There was a world class coaching staff in the beginning that consisted of Henri Hooft, Jorge Santiago, Pedro Diaz, Jake Bonacci and Mike Van Arsdale. Inside a year, Van Arsdale was out and Mario Sperry was in to head up the team. It would only take 8 months for Sperry to leave, and in early 2013, another high profile coach, Kenny Monday, would join the team. A year later, Monday was fired. The team was constantly in the news because of the seemingly endless stream of trainers coming and going through the revolving door in South Florida. Respected wrestling coach, Neil Melanson, was hired in mid-2015, and was the last elite level coach to join the Blackzilians.
The Boca Raton-based camp recently dissolved, as announced by founding member Rashad Evans. Other insiders have also detailed the dissolution of the team, and the constant in all this is that there was trouble in paradise for quite some time. “High school drama,” lack of communication, manager interference and basic hostility were cited in interviews conducted by our own Tim Bissell.
There is something else could also be a major contributory factor in this whole shakeup, though. This past July, Glenn Robinson filed a Chapter 11 reorganization on his Iron Bridge Tools company. According to this report, the company’s debt exceeded their assets, leading to the filing.
“Fort Lauderdale attorney Craig A. Pugatch, who represents the debtor, said he expects Iron Bridge Tools to have an easy exit from bankruptcy because it projects to have enough cash flow to repay its creditors. It filed Chapter 11 because a vendor won a judgment and was seeking to garnish its accounts, so the company wanted to put all of its creditors on even footing, he said.

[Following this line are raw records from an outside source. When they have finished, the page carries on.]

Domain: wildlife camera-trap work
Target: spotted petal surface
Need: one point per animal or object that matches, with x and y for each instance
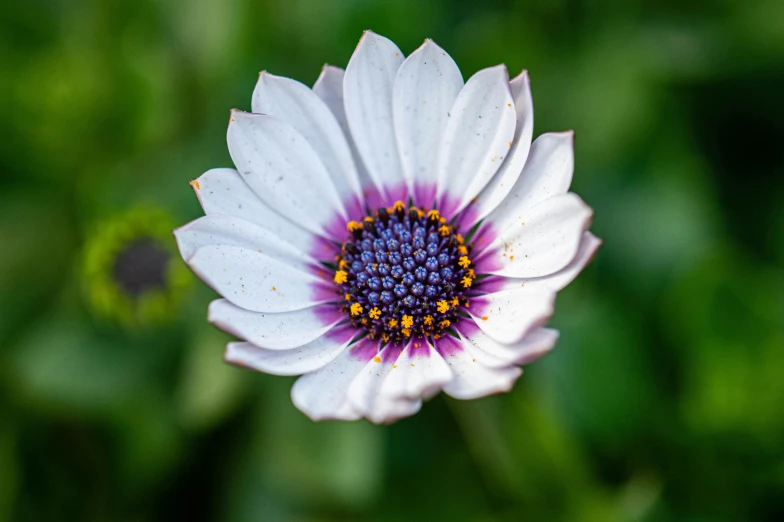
(389, 234)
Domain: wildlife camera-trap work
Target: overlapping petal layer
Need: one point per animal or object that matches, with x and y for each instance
(388, 129)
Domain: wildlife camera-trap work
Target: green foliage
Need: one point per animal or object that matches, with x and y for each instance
(663, 400)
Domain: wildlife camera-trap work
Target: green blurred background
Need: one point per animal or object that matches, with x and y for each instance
(664, 399)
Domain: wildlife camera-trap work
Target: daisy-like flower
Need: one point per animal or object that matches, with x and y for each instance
(130, 271)
(389, 233)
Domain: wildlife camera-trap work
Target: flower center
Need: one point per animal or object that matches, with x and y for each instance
(403, 272)
(141, 266)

Iron Bridge Tools’ largest unsecured creditors include $9.9 million in trade debt to China-based ZheJiang Everpower, $2.8 million in trade debt to China-based Everpower Group, $490,805 in trade debt to Chicago-based True Value and $1.3 million in trade debt to Meridian International Co. In a motion for relief, the company said it owed $1.2 million to OTX Logistics for managing its intake and inventory warehouse and the company asked the bankruptcy court to let it continue using those facilities until a deal can be reached with the creditor.”
Rumors of financial issues have been swirling for some time, with Robinson even stating that he was open to the sale of his apparel brand, Jaco, but wouldn’t be leaving the sport. In November 2016, he denied rumors of the team disbanding, stating that he had sold the gym’s current location when the rent became too high, as reported by MMA Fighting:
“However, Robinson said he made the decision to sell that location when the rent became too high “and didn’t make financial sense.” Robinson is currently in the midst of building a new “state-of-the art” facility “unlike anything in MMA,” however, he wouldn’t disclose where in Florida it will be located at this time.”